The Autobiography of Benjamin Franklin
Analysis: Narrator Point of View
Who is the narrator, can she or he read minds, and, more importantly, can we trust her or him?
First Person (Central)
This is a traditional autobiography, so the author, narrator, and main character are all the same person. Seems obvious, right? Let us explain why it's complicated. See, there's Franklin as author, but he's also the narrator and the main "character" of the story he's writing, which he tells us is true. This raises interesting questions about honesty and integrity in the text. Should we treat it all as true, just because this is what Franklin tells us? Or should we be skeptical?
We also have to think about what Franklin's doing as the author versus how he's describing what happened to him as a character. When Franklin tells us how a real-life, historic event happened, we're taking his word that how he describes it is how it went down, and sometimes we forget whether we're listening to him as author or as narrator/character.

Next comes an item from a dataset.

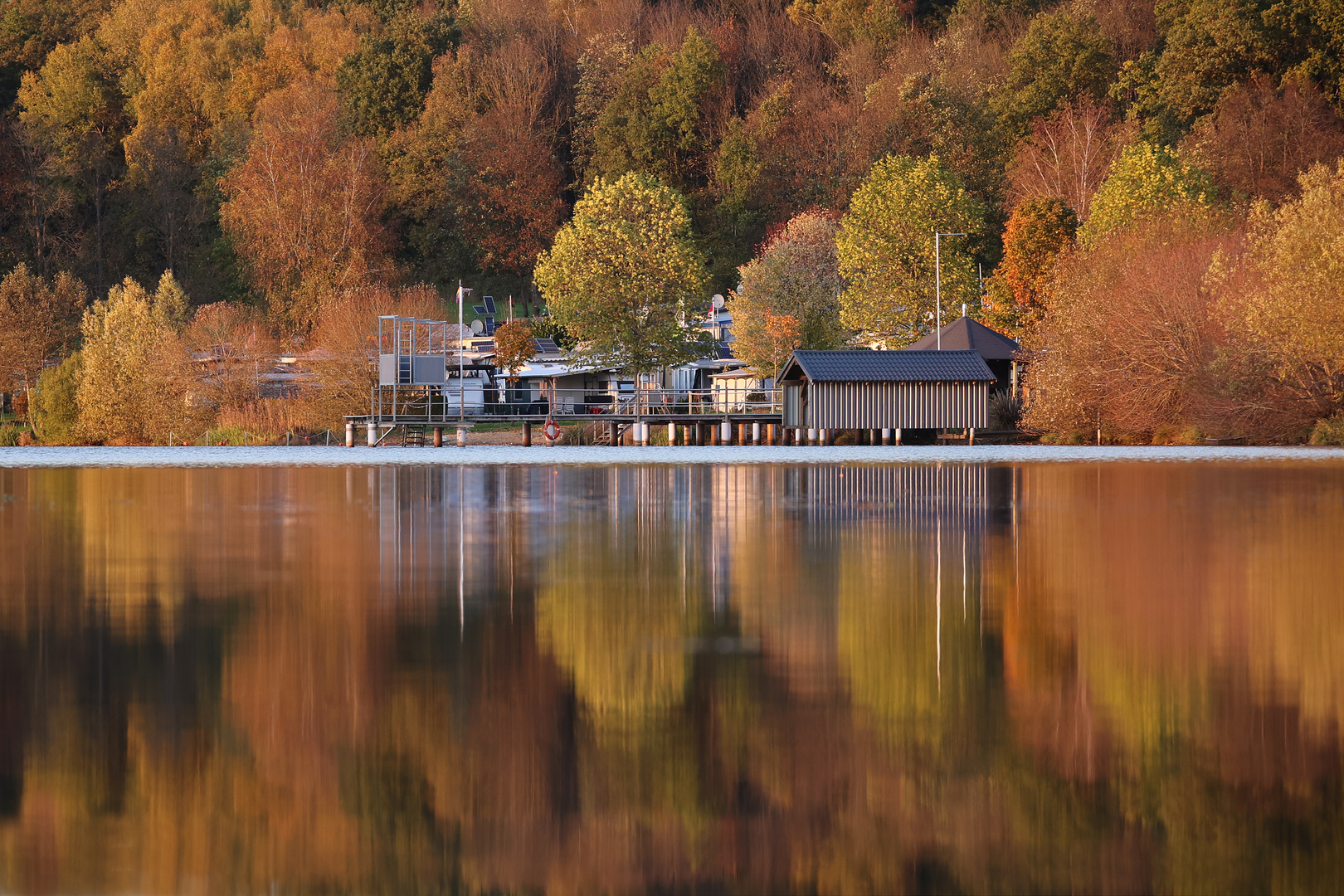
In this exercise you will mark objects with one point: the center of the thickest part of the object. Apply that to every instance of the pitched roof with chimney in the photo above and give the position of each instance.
(903, 366)
(967, 334)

Franklin's also editing the events that happened in his life, and he presents them in a specific way. (For example, he talks a lot about working on being virtuous, but he doesn't talk about how he had one son out of wedlock, and adultery's just not that virtuous.) While this would ordinarily be complicated enough, we could also think about the idea that Franklin considers his life itself as a kind of book. Well, if life's a book, that makes us wonder who the author of that book is – maybe it's God. What does it mean, then, if Franklin's also writing himself as a book?